Migrating to RDS / Aurora
Because WebStream talks standard PostgreSQL over standard connection strings, moving from the bundled local instance to Amazon RDS for PostgreSQL or Aurora PostgreSQL is a configuration change plus a data copy — no application changes, no schema scripts. It is the natural step when you move to a multi-instance topology or want managed backups and multi-AZ resilience.
Why migrate
- Multi-instance consistency. Once more than one host needs the IAM database (multiple gateways, or a standalone Access Management service), the database must live off-instance.
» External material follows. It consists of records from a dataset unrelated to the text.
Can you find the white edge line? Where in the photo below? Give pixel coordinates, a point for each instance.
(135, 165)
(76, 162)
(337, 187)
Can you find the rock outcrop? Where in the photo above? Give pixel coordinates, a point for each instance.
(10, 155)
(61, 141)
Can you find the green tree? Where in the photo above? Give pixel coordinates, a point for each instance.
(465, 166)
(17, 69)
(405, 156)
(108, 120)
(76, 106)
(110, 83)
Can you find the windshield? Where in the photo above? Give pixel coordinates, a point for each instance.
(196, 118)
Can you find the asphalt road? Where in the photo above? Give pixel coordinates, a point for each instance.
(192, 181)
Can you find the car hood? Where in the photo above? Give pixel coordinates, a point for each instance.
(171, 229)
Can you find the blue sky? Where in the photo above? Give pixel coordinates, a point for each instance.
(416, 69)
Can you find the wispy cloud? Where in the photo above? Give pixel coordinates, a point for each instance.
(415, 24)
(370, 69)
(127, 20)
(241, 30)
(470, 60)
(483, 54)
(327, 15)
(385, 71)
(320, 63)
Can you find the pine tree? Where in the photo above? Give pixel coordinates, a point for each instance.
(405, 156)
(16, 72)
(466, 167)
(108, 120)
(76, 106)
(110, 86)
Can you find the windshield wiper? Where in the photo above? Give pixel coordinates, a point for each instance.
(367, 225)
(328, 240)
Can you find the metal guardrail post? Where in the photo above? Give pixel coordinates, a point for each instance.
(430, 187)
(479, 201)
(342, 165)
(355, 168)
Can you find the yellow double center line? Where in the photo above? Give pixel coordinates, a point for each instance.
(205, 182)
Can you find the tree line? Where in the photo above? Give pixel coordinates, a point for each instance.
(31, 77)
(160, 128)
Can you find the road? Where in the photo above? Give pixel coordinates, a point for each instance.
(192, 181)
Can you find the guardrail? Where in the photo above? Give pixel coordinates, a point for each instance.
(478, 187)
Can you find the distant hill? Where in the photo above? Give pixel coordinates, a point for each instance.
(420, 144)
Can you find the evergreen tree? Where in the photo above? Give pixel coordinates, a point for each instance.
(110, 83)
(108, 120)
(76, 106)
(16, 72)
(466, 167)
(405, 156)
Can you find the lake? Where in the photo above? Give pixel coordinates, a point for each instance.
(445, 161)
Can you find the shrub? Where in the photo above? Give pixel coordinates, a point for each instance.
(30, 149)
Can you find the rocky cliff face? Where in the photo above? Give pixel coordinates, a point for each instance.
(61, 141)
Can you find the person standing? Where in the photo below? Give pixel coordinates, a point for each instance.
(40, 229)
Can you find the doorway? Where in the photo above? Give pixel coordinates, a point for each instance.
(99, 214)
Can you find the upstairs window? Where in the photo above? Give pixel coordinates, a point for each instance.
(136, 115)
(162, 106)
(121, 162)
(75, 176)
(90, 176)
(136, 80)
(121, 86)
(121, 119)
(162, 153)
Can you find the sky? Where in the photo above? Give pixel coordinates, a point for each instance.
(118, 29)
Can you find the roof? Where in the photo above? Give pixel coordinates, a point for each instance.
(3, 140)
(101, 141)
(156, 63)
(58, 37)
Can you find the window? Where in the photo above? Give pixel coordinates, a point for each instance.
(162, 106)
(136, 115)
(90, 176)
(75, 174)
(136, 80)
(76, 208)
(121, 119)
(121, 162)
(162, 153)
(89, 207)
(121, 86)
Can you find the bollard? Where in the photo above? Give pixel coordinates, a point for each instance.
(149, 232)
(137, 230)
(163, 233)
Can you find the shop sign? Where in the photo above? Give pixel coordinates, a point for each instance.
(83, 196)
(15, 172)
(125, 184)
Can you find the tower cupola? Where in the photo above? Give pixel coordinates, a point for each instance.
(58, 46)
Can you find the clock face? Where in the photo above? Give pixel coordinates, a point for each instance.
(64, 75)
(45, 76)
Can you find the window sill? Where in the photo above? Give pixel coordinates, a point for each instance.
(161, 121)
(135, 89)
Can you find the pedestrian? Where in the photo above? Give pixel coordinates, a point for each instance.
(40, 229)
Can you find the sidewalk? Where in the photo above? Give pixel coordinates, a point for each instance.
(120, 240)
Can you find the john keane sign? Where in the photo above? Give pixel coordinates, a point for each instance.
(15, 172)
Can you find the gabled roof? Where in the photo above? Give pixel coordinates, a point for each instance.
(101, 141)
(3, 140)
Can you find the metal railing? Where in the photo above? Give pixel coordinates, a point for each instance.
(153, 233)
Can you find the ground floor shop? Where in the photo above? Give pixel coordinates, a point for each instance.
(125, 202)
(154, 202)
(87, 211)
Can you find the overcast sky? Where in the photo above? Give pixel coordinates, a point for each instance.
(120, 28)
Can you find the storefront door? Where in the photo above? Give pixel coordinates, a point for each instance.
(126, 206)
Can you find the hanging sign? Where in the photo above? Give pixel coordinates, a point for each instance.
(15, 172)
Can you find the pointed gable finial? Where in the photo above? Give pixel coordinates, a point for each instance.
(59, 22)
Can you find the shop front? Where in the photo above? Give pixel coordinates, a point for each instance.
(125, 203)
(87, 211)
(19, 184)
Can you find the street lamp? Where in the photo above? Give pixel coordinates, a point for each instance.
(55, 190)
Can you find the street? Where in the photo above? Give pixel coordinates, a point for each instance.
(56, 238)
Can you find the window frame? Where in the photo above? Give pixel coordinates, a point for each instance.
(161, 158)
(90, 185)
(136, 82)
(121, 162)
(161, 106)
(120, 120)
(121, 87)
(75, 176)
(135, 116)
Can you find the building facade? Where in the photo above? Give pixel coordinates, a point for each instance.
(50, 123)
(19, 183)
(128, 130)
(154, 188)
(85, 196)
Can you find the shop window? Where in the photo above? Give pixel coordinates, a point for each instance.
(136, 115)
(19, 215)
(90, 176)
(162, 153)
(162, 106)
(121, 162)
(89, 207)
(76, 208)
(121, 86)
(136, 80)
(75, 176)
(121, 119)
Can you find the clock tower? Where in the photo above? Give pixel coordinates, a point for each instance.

This is the databases-as-a-service leg of deployment patterns 3 and 4.
- Resilience. RDS Multi-AZ or an Aurora cluster survives an instance or AZ failure; the bundled single-node PostgreSQL does not.
- Operations. Managed automated backups, point-in-time recovery, patching, and storage scaling replace manual
pg_dumpschedules. - Independent scaling. Database capacity scales separately from session-host compute, and AMIs for session hosts stay stateless.
What changes (and what does not)
| Item | Before (bundled) | After (RDS/Aurora) |
|---|---|---|
| Connection host | Host=127.0.0.1;Port=5432 | Host=<cluster-endpoint>.rds.amazonaws.com;Port=5432 |
| Databases & roles | webstream_iam, webstream_metrics, webstream_activity with per-database users | Unchanged — recreate the same names and roles. |
| Password storage | passwordRef = dpapi:<base64> (host-bound) | passwordRef = env:<VARNAME> populated from AWS Secrets Manager, or a fresh dpapi: token per host. |
| Transport | Loopback, no TLS | Add SSL Mode=Require to each connection string. |
| Schema | Unchanged — services create and migrate their own tables at startup. Ensure the citext extension can be created (it is available on RDS/Aurora; the IAM service runs CREATE EXTENSION IF NOT EXISTS citext). | |
| Application code | Unchanged. | |
Migration steps
- Provision the instance. Create an RDS for PostgreSQL instance (Multi-AZ recommended) or an Aurora PostgreSQL cluster in the same VPC as your WebStream hosts. Match or exceed the bundled PostgreSQL major version.
- Create databases and roles. Connect as the master user and create
webstream_iam,webstream_metrics, andwebstream_activity, each owned by a matching login role. Store the passwords in AWS Secrets Manager. - Open the network path. Add a security group rule allowing port 5432 from the WebStream hosts' security group only. The database should never be publicly accessible.
- Stop WebStream services and take backups. On the current host run
webstream.exe -db-backup -out C:\backupsto producepg_dumpcustom-format archives of all three databases. - Restore into RDS. Restore each archive with
pg_restoreagainst the new endpoint (for examplepg_restore -h <endpoint> -U <master> -d webstream_iam <dump>), then confirm ownership/grants for the per-database roles. - Repoint the configuration. On every host that opens a database connection — gateway / Access Management for
webstream_iam, the Metrics Engine host for the other two — update the<connectionString>host, addSSL Mode=Require, and update<passwordRef>. - Verify and cut over. Run
webstream.exe -db-statuson each host to probe connectivity, start the services, and sign in to the admin console to confirm IAM data is intact. - Retire the bundled instance. Stop and disable the local
Webstream-PostgresWindows service so nothing silently writes to the old data directory.
Operational considerations
| Topic | Guidance |
|---|---|
| Connection pooling | Each service holds its own Npgsql pool (Maximum Pool Size / maxPoolSize, defaults 10–20). Sum the pools across all hosts and keep the total under the instance's max_connections; size the RDS instance class accordingly. |
| Latency | Keep the database in the same region and VPC as the gateway/IAM and Metrics Engine hosts. Entitlement resolution sits on the login path, so cross-region database calls are noticeable. |
| Aurora endpoints | Point all WebStream connection strings at the writer (cluster) endpoint. Every service writes to its database, so reader endpoints are only useful for external reporting tools. |
| Backups & PITR | Enable automated backups and point-in-time recovery on the instance; -db-backup remains useful for pre-upgrade snapshots and copying data between environments. |
| Retention vs storage | Raw metrics volume is bounded by metricsEngine.database.retentionDays (default 10). Activity and metering records are retained indefinitely — budget storage growth for the activity database if metering for billing. |
| Maintenance windows | RDS minor-version patching restarts the database. Services reconnect automatically, but schedule maintenance windows outside peak session hours to avoid login blips. |
Note
Session hosts and streamers require no changes at any point in this migration — they never connect to a database. Only hosts running the Gateway/Access Management and Metrics Engine services carry connection strings.